Thanks @thibautjombart and @zkamvar for your prompt response!
Yes, I do have allele counts per SNP (that are equivalent to allele frequencies as I have Pool-seq data). The structure of the dataset is (following recommendations given in the basic tutorial, section 4.7, pg. 29):
marker1.allele1 marker1.allele2 marker2.allele1 marker2.allele2
Pop1 0 20 12 40
Pop2 2 30 7 40
Pop3 0 10 0 33
Pop4 0 50 0 20
.
.
.
Pop11
I tried both suggestions, however the problem persists:
># Import dataset.
>mydata <- fread("./path/11pops.minDP20.genpop", header=TRUE,sep="\t",drop=c(1),stringsAsFactors=FALSE)
># Conduct CoA.
>ca1 <- dudi.coa(mydata,scannf=FALSE,nf=3)
Error in if ((N <- sum(df)) == 0) stop("all frequencies are zero") : missing value where TRUE/FALSE needed In addition: Warning message: In sum(c(0L, 0L, 0L, 5L, 0L, 0L, 8L, 0L, 0L, 0L, 0L, 44L, 43L, 47L, : integer overflow - use sum(as.numeric(.))
- *Option 2: Transform the imported dataframe into numeric before calling dudi.coa().*
I got this error message:
Import dataset.
mydata <- fread("./path/11pops.minDP20.genpop", header=TRUE,sep="\t",drop=c(1),stringsAsFactors=FALSE)

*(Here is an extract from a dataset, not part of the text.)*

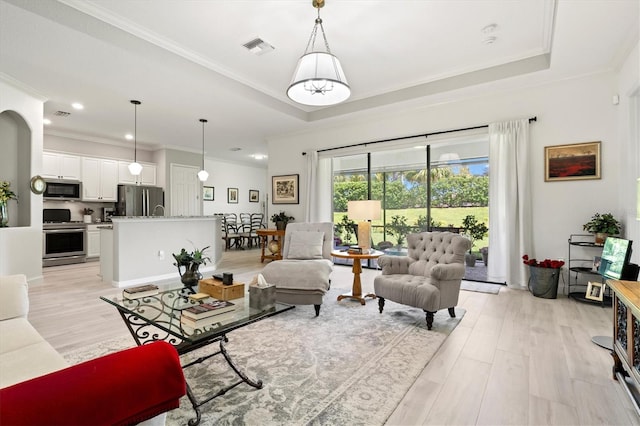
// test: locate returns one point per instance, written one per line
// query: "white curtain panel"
(509, 202)
(312, 183)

Transform dataframe to numeric.
mydata[] <- as.numeric(mydata) Error: (list) object cannot be coerced to type 'double'
Any other ideas on how to solve this issue? Thanks!! Angela
Ah, I forgot that you have a data frame going into there. A data frame is basically a rectangular list, which is why you get Error: (list) object cannot be coerced to type 'double'
. You should convert it to a matrix beforehand:
mydata[] <- as.numeric(as.matrix(mydata))

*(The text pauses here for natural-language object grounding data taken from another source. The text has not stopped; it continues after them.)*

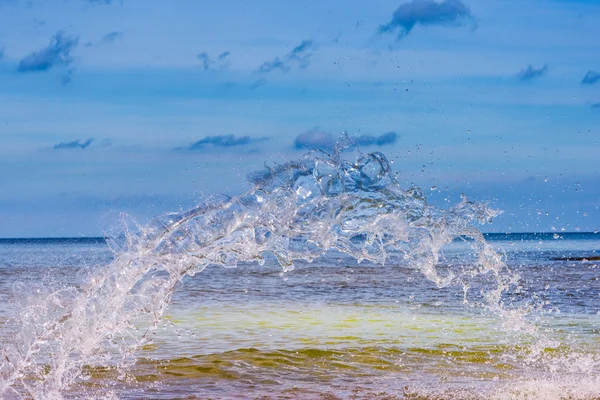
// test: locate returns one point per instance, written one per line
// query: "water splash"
(296, 211)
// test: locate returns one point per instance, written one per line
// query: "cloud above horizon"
(448, 13)
(112, 37)
(57, 53)
(222, 141)
(590, 78)
(222, 62)
(316, 139)
(530, 73)
(299, 56)
(76, 144)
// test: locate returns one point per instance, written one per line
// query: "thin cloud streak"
(222, 141)
(316, 139)
(448, 13)
(57, 53)
(221, 63)
(530, 73)
(590, 78)
(299, 56)
(76, 144)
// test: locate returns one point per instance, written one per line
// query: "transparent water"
(432, 310)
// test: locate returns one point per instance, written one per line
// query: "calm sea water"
(337, 329)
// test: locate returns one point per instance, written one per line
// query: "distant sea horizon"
(488, 235)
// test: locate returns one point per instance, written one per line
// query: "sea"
(424, 308)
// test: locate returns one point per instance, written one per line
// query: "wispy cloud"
(223, 141)
(104, 1)
(57, 53)
(590, 78)
(220, 63)
(76, 144)
(317, 139)
(451, 13)
(112, 37)
(530, 73)
(299, 56)
(373, 140)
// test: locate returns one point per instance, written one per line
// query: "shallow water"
(338, 329)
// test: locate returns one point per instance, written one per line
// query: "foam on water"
(296, 211)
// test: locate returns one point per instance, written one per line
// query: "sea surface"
(335, 328)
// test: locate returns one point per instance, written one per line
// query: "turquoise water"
(335, 328)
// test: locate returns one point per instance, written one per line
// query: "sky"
(147, 106)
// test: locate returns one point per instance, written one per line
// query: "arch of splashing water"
(296, 211)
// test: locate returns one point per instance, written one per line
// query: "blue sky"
(146, 106)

Hi @zkamvar, no worries, thanks for taking the time to answer my question.
I tried what you suggested, it runs for a long time (~1h) then it crashes. I noticed 100% of the RAM was being used for this task, and my computer has 125 GB of RAM...
Is there any other way I could transform the dataframe to numeric?
I probably should have expected that. R likes to copy things before it manipulates them and numeric values are twice the memory size of integer values.
Given that you're using data.table::fread()
, I see that there's an option to convert the data to numeric already: https://www.rdocumentation.org/packages/data.table/versions/1.10.4-2/topics/fread
you could try adding integer64 = "numeric"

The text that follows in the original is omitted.